All of her tumors had shrunk significantly, and even a tumor on her liver was gone. “After seeing my first CT scan results my doctors were amazed and shocked,” she says. Also, her blood tests showed that all her cancer blood markers were extremely low.

“I am so very happy,” says Goglia. “This clinical trial is a miracle for me. I am so grateful to the entire team at UConn Health, Dr. Molly Brewer, Dr. Wasser, and his clinical trial team. If it wasn’t for UConn Health, I might not be here right now.

“I am not out of the woods yet,” she adds, “but thanks to UConn Health there is now a ray of sunshine at the end of the tunnel.”
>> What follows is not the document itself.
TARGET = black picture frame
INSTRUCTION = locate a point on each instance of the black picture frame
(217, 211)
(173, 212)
Wasser notes that it is very courageous for patients like Goglia to volunteer to be in a clinical trial.

“By enrolling in a clinical trial a person may be helping their own health,” he says. “But they are also helping others by contributing to the advancement of potential and promising cures going forward.”

To others living with an advanced cancer diagnosis, Goglia says, “If your traditional cancer treatment isn’t working, don’t be afraid to pursue your clinical trial options.”

Her current gynecology-oncologist, Brewer, who is also chair of the Department of Obstetrics and Gynecology at UConn Health, says, “Marcia’s latest imaging shows her ovarian cancer tumors continuing to shrink, which is great news for her and shows the possible promise of these combination immunotherapies for other women like her with ovarian cancer.”